GF: Has your agent asked you to cool it?
RM: I was having a conversation about it with her the other night adn she said I have to show a more vulnerable side. It upset me so greatly I was almost crying, because I'm fiercely protective of my spirit. All my life, I feel people have tried to stamp out what's special about me and I've fought that for so long. And though I've had a lot more luck that most people, I feel it's been a longer, harder, and more solitary road for me. Ultimately, though, it's worth waiting, whether it's to find your counterpart in love or to get the kind of work you want. My argument is, Why should I pander? Why should I downplay myself to make someone else more comfortable? That just makes me want to rip my skin off. Maybe it's really retarded of me, but I refuse to sell myself out. I know it would make things easier, but if I were to do that I just think something in me would die.
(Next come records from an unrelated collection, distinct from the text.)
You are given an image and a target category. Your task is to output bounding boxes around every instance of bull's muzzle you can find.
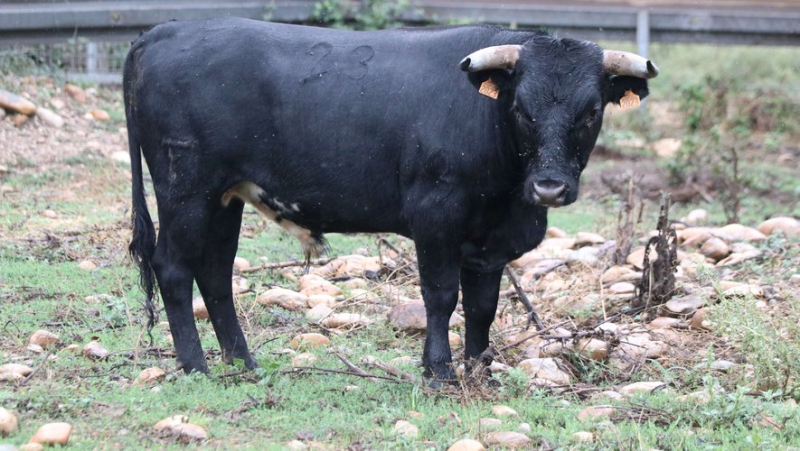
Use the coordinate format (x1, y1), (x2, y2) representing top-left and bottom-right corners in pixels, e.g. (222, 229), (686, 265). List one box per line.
(532, 179), (569, 207)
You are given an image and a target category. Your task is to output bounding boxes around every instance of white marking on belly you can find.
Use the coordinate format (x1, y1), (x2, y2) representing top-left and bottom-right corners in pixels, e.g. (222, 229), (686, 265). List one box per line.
(221, 182), (323, 257)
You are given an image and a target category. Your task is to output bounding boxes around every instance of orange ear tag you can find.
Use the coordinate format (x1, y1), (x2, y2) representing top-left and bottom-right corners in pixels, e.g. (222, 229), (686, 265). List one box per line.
(619, 90), (642, 110)
(478, 78), (500, 100)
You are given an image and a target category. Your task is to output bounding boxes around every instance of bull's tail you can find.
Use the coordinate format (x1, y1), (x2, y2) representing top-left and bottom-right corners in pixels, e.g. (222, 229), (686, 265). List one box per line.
(123, 43), (156, 343)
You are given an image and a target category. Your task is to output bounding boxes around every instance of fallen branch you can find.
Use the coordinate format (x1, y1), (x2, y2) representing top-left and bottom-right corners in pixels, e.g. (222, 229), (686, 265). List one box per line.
(239, 257), (336, 274)
(506, 266), (544, 331)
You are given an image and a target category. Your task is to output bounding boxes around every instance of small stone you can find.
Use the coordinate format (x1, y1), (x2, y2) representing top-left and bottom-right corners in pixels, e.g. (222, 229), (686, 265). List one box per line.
(30, 423), (72, 446)
(28, 329), (59, 348)
(578, 406), (616, 421)
(36, 107), (64, 128)
(619, 381), (664, 396)
(447, 438), (486, 451)
(608, 282), (636, 294)
(478, 418), (503, 429)
(394, 420), (419, 438)
(133, 366), (167, 386)
(517, 358), (570, 385)
(64, 83), (86, 103)
(305, 304), (333, 323)
(0, 89), (36, 116)
(92, 109), (111, 122)
(716, 224), (767, 241)
(320, 313), (370, 329)
(233, 257), (250, 272)
(0, 407), (19, 437)
(78, 260), (97, 271)
(492, 406), (519, 417)
(192, 296), (208, 319)
(758, 216), (800, 237)
(83, 340), (109, 360)
(292, 352), (319, 367)
(572, 431), (594, 443)
(689, 307), (714, 330)
(575, 232), (606, 247)
(256, 288), (308, 310)
(700, 237), (731, 261)
(0, 363), (33, 377)
(289, 332), (331, 349)
(576, 338), (608, 362)
(447, 331), (461, 348)
(485, 431), (531, 449)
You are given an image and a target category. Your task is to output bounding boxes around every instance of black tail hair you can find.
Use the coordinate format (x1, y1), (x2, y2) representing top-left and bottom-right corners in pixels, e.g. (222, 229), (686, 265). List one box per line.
(122, 43), (157, 346)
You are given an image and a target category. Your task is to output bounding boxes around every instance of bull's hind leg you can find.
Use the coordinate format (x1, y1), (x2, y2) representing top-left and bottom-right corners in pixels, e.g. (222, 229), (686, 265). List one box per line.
(153, 230), (208, 373)
(195, 199), (256, 368)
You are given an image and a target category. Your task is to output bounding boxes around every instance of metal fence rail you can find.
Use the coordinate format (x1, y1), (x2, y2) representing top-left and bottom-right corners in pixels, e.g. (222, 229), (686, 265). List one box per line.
(0, 0), (800, 82)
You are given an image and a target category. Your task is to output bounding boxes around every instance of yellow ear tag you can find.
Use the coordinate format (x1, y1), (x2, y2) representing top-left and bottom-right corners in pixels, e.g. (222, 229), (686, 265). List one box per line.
(478, 78), (500, 100)
(619, 90), (642, 110)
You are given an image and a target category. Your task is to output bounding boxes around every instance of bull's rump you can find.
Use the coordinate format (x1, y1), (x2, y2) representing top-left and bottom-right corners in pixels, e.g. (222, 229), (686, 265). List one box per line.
(126, 19), (500, 232)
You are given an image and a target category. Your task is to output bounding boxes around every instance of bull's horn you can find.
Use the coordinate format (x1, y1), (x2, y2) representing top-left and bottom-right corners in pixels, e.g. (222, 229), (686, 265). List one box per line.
(458, 45), (522, 72)
(603, 50), (658, 78)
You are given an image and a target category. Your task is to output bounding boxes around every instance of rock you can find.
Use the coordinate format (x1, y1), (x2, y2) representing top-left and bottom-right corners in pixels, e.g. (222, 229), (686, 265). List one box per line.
(758, 216), (800, 237)
(608, 282), (636, 294)
(700, 237), (731, 261)
(652, 138), (683, 158)
(83, 340), (109, 360)
(647, 316), (684, 329)
(78, 260), (97, 271)
(722, 285), (764, 298)
(575, 232), (606, 247)
(306, 294), (336, 309)
(578, 406), (616, 421)
(576, 338), (608, 362)
(133, 366), (167, 386)
(233, 257), (250, 272)
(36, 108), (64, 128)
(64, 83), (86, 103)
(716, 224), (767, 241)
(681, 208), (708, 226)
(0, 89), (36, 116)
(0, 363), (33, 377)
(28, 329), (59, 348)
(30, 423), (72, 446)
(664, 294), (706, 315)
(305, 304), (333, 323)
(572, 431), (594, 443)
(388, 301), (464, 331)
(544, 227), (567, 238)
(0, 407), (19, 437)
(300, 274), (342, 296)
(619, 381), (664, 396)
(394, 420), (419, 438)
(292, 352), (319, 367)
(192, 296), (208, 319)
(447, 438), (486, 451)
(320, 313), (370, 329)
(256, 288), (308, 310)
(478, 418), (503, 430)
(517, 358), (570, 385)
(689, 307), (714, 330)
(289, 332), (331, 349)
(485, 431), (531, 449)
(447, 331), (461, 348)
(492, 406), (519, 417)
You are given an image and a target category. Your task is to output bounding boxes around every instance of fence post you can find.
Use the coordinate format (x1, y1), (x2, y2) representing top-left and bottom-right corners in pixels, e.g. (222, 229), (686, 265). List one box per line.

GF: Well, you're not going to get parts in Jane Austen movies if you keep playing the viciuos vamp, are you?
RM: But I don't go into meetings in my stilettos and carrying a whip. And I honestly don't think what I wear - or don't wear is usually what it comes down to [laughs] - should have any effect on whether or not people think I can play this or that part. I think I'm known for being smart, which is maybe more unsettling. I'm a big fan of Howard Stern, but when I went on his show he said something to me that was really telling. He said, "I can see why Manson likes you, but you're too much for me. You're just too much work." And maybe he's right, but it's not like I'm trying to be challenging. I just think people get used to a diet of beige and they can't handle it when something shocking pink comes along.
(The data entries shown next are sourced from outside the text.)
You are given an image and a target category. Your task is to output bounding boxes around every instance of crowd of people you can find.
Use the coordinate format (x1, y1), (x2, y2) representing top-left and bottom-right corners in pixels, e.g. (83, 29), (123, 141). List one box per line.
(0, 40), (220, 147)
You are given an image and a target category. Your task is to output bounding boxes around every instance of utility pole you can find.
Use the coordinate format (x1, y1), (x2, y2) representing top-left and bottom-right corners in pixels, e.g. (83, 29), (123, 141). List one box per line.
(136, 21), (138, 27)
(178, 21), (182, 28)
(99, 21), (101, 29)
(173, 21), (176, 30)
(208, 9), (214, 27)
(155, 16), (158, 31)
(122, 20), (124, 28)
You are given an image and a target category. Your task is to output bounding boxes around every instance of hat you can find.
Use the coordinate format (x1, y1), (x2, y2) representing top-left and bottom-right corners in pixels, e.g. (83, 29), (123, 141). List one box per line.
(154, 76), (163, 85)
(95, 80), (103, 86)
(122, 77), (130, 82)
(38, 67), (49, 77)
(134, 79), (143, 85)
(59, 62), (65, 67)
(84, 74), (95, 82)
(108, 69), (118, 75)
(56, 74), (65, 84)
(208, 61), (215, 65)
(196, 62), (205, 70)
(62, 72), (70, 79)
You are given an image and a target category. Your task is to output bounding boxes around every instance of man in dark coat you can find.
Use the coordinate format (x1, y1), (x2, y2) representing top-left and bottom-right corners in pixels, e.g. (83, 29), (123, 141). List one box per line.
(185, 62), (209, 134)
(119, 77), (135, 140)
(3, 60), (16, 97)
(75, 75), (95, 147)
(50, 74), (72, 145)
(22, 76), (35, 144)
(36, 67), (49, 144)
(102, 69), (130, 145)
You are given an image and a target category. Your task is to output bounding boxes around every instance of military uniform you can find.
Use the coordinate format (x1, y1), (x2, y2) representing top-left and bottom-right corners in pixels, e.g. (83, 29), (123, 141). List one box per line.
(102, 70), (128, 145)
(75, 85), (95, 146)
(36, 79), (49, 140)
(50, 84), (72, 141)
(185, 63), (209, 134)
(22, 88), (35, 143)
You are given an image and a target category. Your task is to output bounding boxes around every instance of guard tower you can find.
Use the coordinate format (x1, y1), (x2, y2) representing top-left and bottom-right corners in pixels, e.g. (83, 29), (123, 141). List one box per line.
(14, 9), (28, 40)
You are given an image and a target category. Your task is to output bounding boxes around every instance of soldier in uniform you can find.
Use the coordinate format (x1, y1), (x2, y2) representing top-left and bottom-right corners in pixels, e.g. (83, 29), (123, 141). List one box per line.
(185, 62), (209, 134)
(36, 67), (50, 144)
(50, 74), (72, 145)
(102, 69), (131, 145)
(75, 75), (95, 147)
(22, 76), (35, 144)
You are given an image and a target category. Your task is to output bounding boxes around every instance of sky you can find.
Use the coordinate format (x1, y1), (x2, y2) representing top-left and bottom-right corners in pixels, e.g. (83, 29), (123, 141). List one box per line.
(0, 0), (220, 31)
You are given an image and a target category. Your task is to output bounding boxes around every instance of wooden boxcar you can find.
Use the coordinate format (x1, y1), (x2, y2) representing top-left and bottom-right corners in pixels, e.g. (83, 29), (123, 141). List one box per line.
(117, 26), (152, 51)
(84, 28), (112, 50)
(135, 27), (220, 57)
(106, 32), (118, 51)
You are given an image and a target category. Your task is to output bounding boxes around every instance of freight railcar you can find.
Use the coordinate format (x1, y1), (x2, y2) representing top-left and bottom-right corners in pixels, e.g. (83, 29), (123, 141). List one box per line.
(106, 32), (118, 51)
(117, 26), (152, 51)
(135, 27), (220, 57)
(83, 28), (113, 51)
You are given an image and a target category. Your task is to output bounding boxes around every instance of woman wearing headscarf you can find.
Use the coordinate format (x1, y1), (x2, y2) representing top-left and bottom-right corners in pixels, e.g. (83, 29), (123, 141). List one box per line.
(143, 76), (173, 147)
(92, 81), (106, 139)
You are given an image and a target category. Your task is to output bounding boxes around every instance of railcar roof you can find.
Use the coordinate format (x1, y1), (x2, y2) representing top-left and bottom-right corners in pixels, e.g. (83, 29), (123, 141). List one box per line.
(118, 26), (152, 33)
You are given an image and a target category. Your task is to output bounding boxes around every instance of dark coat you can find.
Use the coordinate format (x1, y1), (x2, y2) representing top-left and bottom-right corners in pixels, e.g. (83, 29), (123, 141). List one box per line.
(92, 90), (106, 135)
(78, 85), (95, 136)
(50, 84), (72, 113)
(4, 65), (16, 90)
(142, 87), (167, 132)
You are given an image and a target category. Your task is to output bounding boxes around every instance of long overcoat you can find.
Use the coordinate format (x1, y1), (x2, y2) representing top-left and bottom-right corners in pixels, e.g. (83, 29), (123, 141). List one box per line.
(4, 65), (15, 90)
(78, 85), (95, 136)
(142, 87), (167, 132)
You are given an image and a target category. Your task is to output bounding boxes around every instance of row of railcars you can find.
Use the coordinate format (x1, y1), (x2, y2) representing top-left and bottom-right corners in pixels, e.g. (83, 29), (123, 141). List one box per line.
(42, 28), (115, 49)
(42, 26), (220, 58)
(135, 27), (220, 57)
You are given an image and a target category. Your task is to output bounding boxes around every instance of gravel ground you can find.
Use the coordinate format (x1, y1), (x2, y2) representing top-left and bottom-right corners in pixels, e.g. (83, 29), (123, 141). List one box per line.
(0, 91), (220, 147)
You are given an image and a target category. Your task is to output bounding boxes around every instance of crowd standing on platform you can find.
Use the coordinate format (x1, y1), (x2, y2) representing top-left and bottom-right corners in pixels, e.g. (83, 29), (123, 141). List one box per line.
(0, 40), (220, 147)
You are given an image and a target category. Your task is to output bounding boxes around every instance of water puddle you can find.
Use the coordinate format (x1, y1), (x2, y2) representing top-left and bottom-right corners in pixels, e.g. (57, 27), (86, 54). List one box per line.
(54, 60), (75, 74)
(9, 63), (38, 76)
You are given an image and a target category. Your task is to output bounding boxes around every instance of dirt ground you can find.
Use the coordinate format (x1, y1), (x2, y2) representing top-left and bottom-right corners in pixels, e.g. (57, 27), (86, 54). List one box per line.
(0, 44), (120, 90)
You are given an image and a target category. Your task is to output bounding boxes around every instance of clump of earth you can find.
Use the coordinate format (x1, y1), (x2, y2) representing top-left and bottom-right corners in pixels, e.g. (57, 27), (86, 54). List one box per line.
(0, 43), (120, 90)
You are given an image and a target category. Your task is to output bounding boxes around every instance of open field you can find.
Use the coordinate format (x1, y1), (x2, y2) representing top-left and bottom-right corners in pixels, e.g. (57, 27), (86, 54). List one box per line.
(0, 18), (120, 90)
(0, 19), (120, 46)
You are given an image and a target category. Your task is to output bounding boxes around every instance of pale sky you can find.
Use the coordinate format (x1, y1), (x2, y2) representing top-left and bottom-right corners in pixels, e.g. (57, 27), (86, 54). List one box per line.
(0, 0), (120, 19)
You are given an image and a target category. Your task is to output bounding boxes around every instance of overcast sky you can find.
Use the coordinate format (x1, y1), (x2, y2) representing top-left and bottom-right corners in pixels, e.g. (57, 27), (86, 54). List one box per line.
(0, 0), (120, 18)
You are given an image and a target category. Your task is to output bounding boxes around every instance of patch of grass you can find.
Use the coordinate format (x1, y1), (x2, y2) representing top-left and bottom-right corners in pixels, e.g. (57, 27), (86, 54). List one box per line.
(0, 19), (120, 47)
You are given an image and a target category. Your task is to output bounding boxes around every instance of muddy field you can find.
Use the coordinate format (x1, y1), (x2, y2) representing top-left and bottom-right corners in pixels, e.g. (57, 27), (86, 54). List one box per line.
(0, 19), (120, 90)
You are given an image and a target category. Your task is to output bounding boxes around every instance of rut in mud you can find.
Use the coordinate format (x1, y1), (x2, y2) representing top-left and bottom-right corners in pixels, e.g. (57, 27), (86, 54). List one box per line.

GF: So have we seen the last of the vixen?
RM: I'd decided not to do that agian, and I did Jawbreaker - so I would never say never. Right now, I'm drawn toward characters who are really serious, even fragile, or characters who are devoid of conscience. I wish there were a grayer area.
GF: OK. Have you and Manson named the big day yet?
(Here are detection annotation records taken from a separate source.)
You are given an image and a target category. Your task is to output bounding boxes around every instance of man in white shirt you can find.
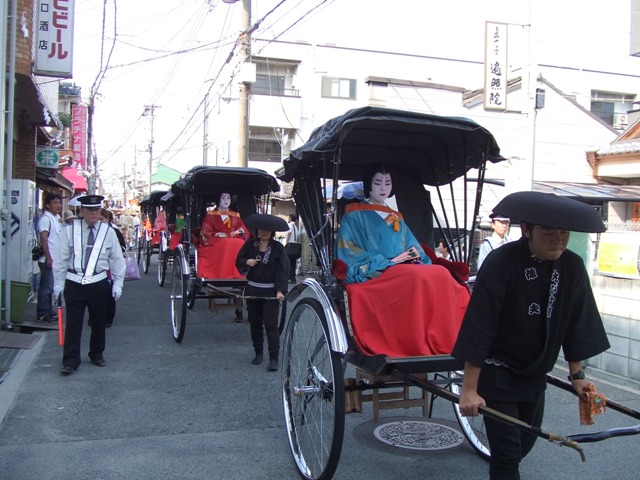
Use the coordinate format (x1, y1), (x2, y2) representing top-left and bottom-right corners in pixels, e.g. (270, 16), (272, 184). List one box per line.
(53, 195), (126, 375)
(477, 213), (511, 270)
(36, 193), (62, 323)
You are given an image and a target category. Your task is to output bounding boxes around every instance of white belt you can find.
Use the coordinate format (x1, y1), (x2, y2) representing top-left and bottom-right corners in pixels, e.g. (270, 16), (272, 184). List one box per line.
(247, 280), (276, 288)
(67, 271), (107, 285)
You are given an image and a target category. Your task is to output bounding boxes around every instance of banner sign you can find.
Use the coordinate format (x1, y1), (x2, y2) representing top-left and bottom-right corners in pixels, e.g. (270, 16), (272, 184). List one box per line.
(36, 147), (60, 170)
(71, 105), (87, 170)
(33, 0), (74, 78)
(484, 22), (508, 110)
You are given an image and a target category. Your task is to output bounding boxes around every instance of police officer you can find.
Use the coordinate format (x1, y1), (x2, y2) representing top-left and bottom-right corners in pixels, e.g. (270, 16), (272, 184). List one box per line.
(53, 195), (126, 375)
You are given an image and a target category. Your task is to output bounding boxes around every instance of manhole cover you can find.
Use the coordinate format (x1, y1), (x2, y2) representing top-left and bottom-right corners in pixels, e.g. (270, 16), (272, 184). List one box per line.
(373, 421), (464, 450)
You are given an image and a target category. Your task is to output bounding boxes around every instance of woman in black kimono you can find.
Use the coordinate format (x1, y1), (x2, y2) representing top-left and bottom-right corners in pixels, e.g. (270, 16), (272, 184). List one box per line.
(452, 192), (609, 480)
(236, 214), (289, 372)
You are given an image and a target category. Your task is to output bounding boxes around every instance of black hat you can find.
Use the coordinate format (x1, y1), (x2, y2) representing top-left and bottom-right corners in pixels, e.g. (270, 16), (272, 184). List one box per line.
(245, 213), (289, 232)
(78, 195), (104, 208)
(493, 192), (607, 233)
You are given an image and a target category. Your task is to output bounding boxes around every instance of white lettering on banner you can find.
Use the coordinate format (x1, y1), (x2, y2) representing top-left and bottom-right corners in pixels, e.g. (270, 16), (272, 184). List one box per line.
(33, 0), (75, 78)
(484, 22), (508, 110)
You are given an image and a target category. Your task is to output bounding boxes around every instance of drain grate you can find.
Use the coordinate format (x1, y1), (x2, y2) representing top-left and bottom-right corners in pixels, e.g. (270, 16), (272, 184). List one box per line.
(373, 421), (464, 450)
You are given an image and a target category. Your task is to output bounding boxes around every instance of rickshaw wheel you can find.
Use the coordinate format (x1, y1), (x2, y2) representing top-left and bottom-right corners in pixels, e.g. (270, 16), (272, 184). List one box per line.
(158, 248), (169, 287)
(449, 372), (491, 460)
(282, 298), (345, 480)
(142, 240), (151, 273)
(171, 253), (189, 342)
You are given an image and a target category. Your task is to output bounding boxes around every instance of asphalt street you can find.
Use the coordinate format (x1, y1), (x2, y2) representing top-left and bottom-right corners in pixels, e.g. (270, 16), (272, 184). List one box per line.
(0, 257), (640, 480)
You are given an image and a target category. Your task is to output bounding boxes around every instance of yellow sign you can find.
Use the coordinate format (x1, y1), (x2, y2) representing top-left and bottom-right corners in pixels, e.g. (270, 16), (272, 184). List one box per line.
(598, 232), (640, 277)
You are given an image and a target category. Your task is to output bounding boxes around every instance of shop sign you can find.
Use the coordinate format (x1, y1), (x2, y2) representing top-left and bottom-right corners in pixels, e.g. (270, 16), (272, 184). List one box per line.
(33, 0), (74, 78)
(484, 22), (508, 111)
(598, 232), (640, 278)
(36, 147), (60, 169)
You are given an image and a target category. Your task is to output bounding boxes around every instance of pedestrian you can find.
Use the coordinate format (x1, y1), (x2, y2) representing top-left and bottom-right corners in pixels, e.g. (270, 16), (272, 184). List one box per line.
(476, 213), (511, 270)
(62, 210), (78, 225)
(36, 193), (62, 323)
(100, 208), (127, 328)
(53, 195), (126, 375)
(236, 214), (289, 372)
(285, 213), (301, 283)
(452, 192), (609, 480)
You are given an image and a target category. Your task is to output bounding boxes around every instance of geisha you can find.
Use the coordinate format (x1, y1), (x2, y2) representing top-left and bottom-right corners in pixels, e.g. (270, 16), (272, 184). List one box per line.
(336, 164), (469, 357)
(200, 192), (249, 245)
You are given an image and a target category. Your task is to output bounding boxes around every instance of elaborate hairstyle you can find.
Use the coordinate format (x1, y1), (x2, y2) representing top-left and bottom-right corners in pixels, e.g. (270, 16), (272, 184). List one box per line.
(362, 162), (396, 198)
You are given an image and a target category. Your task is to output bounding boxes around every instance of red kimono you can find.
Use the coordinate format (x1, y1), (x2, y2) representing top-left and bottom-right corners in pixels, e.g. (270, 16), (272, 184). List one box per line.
(197, 210), (251, 278)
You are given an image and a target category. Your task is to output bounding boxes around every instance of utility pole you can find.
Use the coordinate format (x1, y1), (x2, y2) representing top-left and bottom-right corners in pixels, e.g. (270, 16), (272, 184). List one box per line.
(202, 93), (209, 165)
(142, 104), (160, 194)
(238, 0), (251, 168)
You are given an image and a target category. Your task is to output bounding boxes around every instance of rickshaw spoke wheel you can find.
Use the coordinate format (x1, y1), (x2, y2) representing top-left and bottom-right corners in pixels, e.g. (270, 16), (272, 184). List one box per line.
(449, 371), (491, 460)
(171, 253), (189, 342)
(282, 298), (345, 480)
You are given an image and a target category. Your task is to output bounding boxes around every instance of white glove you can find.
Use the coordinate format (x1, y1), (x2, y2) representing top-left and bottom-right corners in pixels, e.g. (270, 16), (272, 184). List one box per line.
(111, 286), (122, 302)
(53, 287), (64, 302)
GF: What do you think about getting married?
RM: I don't think about the institution part of it as much as the idea that marrying the person you're with is the highest compliment you can pay them. I think it's an amazing thing to tell someone you want to spend every day for the rest of your life with them. Right from the moment we've been engaged, I've felt that the invisible threads binding us together have become even tighter. It's very sweet, actually. I can imagine being with Manson at 65.
GF: So you're content right now?
RM: This last year and a half has probably been the happiest of my life. It's not necessarily because of the engagement, although that's certainly part of it. Talk to me tomorrow and I could be on the floor crying. Certainly I have some needs that aren't satisfied yet, but at least today I can say that I have a totally amazing kick-ass person I'm in love with and four really great friends. [laughs] In a bizarre way, it's probably because it's been teh least eventful time in my life, so maybe the chaos theory doesn't work.